The Environmental Protection Agency announced Jan. 10 that community organizations and local, state and Tribal governments can begin applying for environmental justice grant funding created by a major climate package Congress passed in August. The first batch of grant money, distributed by the Environmental Protection Agency, totals $100 million.

“People in [environmental justice] communities often know what’s best. They don’t always have the resources or the voice,” said Catherine Coleman Flowers, founding director of the Center for Rural Enterprise and Environmental Justice, at a press briefing Tuesday. 

The announcement marks the biggest environmental justice grant funding ever offered by the EPA, and it represents only the first batch of a larger pot of money.
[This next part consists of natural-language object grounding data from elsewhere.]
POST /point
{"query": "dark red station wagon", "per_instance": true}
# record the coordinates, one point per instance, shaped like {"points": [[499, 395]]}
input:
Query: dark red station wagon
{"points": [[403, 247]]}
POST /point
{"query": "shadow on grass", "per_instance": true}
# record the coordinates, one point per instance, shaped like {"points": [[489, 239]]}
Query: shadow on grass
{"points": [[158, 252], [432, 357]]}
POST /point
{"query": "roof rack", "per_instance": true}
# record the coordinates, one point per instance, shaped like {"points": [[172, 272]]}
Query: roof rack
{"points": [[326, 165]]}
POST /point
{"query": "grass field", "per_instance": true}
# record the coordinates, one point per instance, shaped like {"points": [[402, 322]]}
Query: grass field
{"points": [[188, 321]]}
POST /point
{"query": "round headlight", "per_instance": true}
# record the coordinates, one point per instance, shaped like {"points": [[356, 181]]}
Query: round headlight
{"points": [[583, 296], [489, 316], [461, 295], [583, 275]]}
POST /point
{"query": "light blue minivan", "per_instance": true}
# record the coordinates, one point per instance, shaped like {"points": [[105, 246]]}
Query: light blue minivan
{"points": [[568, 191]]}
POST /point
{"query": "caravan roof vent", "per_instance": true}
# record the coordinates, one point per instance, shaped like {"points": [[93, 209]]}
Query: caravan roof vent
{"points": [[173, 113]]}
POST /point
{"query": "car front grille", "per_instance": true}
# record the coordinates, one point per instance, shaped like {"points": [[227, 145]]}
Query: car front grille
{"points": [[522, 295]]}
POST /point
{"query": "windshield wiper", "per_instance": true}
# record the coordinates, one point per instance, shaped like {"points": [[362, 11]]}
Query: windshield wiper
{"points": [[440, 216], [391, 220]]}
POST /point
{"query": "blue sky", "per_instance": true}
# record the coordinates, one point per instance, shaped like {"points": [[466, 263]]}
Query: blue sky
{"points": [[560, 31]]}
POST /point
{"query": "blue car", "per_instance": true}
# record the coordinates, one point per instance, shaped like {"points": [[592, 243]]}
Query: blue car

The 2022 Inflation Reduction Act allocated $3 billion for environmental and climate justice grants. 

Too many of these communities have faced barrier after barrier trying to access the federal funding they need and deserve.

Michael Regan, epa administrator

The EPA has emphasized a desire to make sure that funding ends up with the communities most in need and organizations that know those communities well. At the briefing, the agency’s leader, Administrator Michael Regan, acknowledged that previous funding opportunities have sometimes failed to make it into the right hands. 

“Too many of these communities have faced barrier after barrier trying to access the federal funding they need and deserve,” Regan said.

This first round of competitive grants includes about $70 million for state, local and Tribal governments and $30 million for community-based organizations. Within that second pot of funding, around $5 million is reserved for small nonprofits with five or fewer full-time employees. 

At a meeting in November of the National Environmental Justice Advisory Council —which offers recommendations on environmental justice policy to the EPA — several leaders of community organizations pointed out that the federal grant competitions tend to favor organizations that are already fairly large and well-funded. The EPA recently created the “EJ Thriving Communities Technical Assistance Centers Program,” which includes, among other services, training opportunities focused on navigating complicated federal grant application forms. 

The application period for this round of funding began yesterday and ends on April 10. The EPA will host a series of “pre-application” webinars on Jan. 24 and Jan. 26 aimed at guiding potential applicants through the process.